UCM: Why do you think rap is losing true lyricists?
SB: To be honest, a part of it is the audience. People don't listen for lyrics like they used to. Most people like to listen music is social settings. Nine time out of ten, the people are socializes and hearing the music, but they aren't listening to music. Music now is about partying and having a good time. Me personally, I listen to the lyrics. I love it. I grew up on it, but at the same you have people who don't really listen because they are partying and having a good time. I mean, I as long as you have balance, it's okay.
UCM: As an artist, who do you feel has influenced your music the most?
SB: To be 100 percent honest, the biggest reason why I do what I do today is Bump J. He's a Chicago rapper who is incarcerated right now. He was a really, really huge influence on me. I remember (Chicago Hip-hop station) Power 92 used to blackout an hour and play all of his freestyles. At one point, I rapped just like him. He painted a picture of street life, and he brought the whole city of Chicago together. Chicago is really missing that, you know? You'll never see anything like that again, especially with today's Chicago rappers.
UCM: How do you feel about Chicago rappers?
SB: It's a love-hate thing. I love their hard work and grind. I love them for wanting to do something different. At the same, I hate that they glorify that Chiraq life. For someone who may want to get out of that life, they glorify it so much. It gives kids a false message because you are showing kids that you can make it out, but your message is keeping kids in the situation that they are stuck in. If you are going to say certain things, you have to understand you have to take on a responsibility to let them know that just becuase I did it doesn't mean you to do it.
UCM: But don't you think the message is getting misdirected? I mean, kids are impressionable.
SB: Definately. It's like the rappers contradict themselves. These rappers have a responsibilty, especially to the kids that look up to you. You have to say ' yeah, I did this. I did that, but this is what I had to', you know what I'm saying? When kids are out here getting shot up, you can't go around saying 'RIP. This is messed up. Pray for my city.' Part of it is you guys, you know?
UCM: What have you done to help remove the Chiraq label?

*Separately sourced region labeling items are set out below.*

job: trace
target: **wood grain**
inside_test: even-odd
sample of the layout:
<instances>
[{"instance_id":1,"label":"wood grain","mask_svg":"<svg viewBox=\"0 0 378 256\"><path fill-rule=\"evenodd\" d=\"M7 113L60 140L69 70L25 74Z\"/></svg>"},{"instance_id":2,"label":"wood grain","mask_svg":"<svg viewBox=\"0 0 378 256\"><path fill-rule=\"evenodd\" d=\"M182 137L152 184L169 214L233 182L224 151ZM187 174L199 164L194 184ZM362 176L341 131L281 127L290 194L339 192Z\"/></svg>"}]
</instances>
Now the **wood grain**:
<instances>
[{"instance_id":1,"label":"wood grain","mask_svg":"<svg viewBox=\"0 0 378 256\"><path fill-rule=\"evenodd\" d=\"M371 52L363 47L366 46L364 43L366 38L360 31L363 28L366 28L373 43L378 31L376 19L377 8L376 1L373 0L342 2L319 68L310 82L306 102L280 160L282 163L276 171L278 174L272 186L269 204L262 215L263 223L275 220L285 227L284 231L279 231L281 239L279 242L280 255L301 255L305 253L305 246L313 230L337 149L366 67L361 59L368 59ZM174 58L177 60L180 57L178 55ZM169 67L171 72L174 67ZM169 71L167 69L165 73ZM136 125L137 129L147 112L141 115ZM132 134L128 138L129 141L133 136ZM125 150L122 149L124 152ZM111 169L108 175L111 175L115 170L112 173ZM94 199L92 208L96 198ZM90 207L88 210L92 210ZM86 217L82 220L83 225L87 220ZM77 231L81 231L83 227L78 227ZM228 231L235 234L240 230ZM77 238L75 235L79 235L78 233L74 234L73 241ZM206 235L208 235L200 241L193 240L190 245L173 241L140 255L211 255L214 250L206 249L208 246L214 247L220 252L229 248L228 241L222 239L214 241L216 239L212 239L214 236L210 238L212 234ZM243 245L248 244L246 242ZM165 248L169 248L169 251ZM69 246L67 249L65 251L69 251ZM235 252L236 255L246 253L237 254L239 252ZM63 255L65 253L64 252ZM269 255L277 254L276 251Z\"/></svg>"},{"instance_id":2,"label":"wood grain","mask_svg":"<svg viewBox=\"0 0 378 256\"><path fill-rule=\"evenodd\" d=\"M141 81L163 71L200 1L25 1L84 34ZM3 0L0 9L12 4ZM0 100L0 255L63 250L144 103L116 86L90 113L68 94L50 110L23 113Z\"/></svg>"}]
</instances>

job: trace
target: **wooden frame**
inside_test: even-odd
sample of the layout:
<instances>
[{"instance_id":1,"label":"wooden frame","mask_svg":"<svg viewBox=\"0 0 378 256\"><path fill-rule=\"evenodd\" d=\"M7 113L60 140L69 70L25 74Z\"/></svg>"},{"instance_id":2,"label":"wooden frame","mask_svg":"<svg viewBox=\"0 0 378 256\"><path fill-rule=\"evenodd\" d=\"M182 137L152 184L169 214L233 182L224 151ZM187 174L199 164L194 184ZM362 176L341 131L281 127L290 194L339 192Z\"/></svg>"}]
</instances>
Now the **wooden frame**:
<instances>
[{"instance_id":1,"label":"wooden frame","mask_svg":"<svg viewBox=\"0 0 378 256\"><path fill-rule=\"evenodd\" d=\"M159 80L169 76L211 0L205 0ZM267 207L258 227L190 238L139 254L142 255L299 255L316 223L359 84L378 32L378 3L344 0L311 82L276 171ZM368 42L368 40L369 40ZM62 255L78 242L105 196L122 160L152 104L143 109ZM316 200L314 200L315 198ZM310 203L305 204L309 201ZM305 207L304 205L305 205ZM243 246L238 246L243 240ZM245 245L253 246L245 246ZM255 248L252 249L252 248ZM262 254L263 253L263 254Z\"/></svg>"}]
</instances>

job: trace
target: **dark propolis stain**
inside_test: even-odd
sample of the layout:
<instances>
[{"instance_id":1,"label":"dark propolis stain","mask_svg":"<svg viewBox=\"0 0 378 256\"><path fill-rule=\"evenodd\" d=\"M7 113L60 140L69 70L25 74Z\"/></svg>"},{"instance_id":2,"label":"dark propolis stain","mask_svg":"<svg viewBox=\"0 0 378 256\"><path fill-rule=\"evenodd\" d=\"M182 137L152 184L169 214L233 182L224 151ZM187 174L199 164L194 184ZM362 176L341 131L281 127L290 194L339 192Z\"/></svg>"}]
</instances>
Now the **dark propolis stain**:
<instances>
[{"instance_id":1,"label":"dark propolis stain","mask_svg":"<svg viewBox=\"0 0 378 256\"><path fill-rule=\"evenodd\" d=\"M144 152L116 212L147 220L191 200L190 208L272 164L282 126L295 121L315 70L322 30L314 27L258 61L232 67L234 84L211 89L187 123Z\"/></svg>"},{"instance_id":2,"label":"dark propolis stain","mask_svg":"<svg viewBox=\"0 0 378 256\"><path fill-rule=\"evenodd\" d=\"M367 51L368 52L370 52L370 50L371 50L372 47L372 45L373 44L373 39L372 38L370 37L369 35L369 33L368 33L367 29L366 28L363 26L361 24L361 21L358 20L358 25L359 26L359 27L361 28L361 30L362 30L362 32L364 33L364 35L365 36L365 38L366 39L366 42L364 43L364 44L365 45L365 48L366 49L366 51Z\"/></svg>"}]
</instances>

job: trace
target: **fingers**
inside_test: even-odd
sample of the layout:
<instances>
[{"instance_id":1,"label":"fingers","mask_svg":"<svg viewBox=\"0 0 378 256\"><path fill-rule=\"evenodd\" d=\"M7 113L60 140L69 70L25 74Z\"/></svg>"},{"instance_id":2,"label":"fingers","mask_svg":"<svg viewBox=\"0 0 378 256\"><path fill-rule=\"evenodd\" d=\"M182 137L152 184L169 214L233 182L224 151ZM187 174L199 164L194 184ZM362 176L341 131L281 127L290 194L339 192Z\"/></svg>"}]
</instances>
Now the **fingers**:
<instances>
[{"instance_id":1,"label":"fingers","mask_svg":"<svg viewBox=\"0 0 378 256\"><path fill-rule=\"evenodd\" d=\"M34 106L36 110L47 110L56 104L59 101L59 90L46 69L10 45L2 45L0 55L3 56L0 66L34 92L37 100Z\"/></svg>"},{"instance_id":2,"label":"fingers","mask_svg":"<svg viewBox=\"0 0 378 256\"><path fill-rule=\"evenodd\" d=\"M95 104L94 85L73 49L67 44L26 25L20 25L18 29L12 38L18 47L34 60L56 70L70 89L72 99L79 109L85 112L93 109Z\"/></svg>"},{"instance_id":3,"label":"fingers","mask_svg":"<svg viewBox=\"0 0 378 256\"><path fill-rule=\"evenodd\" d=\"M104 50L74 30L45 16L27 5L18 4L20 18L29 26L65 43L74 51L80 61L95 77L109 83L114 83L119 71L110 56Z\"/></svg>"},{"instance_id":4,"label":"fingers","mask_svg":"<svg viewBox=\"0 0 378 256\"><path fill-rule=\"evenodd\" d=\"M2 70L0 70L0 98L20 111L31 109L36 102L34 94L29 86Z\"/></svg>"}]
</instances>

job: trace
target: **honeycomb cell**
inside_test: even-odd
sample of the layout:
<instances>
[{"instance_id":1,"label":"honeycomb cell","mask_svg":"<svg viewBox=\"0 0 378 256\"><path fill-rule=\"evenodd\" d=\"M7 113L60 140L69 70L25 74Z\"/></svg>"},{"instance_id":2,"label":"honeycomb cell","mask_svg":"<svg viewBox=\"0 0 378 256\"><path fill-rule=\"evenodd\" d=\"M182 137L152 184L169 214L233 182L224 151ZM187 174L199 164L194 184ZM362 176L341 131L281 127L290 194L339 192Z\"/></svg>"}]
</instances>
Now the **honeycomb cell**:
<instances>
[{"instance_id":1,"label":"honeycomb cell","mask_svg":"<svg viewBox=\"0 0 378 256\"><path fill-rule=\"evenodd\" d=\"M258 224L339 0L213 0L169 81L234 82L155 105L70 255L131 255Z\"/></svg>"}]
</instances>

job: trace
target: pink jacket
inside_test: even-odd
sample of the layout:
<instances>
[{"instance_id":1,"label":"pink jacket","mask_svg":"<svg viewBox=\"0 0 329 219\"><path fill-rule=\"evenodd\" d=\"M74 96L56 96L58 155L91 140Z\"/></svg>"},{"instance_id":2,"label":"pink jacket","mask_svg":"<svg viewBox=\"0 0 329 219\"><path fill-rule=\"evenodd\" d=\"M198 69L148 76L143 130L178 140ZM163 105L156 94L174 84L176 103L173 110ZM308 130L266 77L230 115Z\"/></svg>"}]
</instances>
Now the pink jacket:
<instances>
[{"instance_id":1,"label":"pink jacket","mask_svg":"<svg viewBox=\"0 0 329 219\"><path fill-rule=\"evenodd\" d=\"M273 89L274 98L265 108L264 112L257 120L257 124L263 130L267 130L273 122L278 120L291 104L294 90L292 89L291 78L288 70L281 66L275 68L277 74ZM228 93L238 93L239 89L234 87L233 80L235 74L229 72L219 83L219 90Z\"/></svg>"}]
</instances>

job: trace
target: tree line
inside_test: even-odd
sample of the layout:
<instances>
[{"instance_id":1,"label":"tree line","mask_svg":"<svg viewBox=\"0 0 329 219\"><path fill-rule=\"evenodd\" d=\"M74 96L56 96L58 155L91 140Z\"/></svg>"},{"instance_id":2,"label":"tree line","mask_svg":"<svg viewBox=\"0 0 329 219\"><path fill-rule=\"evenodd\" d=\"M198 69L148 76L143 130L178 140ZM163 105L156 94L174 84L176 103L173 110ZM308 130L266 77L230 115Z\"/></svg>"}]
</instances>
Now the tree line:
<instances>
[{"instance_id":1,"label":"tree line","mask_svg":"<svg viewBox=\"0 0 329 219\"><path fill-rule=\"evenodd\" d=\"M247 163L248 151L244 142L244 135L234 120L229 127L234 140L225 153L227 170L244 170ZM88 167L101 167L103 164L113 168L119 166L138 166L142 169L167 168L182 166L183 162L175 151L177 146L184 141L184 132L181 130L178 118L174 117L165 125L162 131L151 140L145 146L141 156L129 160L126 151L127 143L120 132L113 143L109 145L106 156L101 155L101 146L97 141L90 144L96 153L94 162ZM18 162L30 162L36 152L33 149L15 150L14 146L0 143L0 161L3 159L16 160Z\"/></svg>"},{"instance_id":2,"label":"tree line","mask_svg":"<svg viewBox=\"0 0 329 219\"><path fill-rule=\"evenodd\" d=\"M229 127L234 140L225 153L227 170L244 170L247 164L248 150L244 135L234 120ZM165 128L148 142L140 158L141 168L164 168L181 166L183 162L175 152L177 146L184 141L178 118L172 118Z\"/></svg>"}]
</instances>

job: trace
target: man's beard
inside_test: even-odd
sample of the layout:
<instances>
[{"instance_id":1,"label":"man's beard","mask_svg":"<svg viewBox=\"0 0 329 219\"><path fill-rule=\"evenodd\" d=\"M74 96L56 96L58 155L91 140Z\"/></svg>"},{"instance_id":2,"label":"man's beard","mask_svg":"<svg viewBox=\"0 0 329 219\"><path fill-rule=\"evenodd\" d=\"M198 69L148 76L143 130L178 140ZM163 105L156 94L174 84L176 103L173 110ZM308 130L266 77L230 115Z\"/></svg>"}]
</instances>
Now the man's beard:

SB: I lead by example. I'm not the type of person who says I'm gonna do this or that. I'm gonna make music the way I want to make it, and something no one else is doing. I'm not gonna emphasize violence or gang life. I'm going to show people that there are other ways to make music. We all know what's going on out here. Why do we need to keep harping on it? Let's move on from that. Let's have fun in our music. Let's have a good time in our music. Let's show people how talented we are. I think that I can be that type of an artist that kind influence that change. And every Chicago rapper is doing it. You have Chance the Rapper, Vic Mensa, and other rappers, but the media publicize the negative stuff.
UCM: Besides yourself, who do listen to?
SB: Right now, it's Travis Scott, B.O.B, and Chance the Rapper. The reason for that is because Travis Scott's style is so next level to me. He's the future of rap. He's a huge influence on culture. I like B.O.B for his versatility. But I listen to a little bit of everybody. Even a little bit of drill music.
UCM: So what's next for Sonny Boy?
SB: Well, I have the EP, Sonny Daze, and I'll be releasing my album in August or September.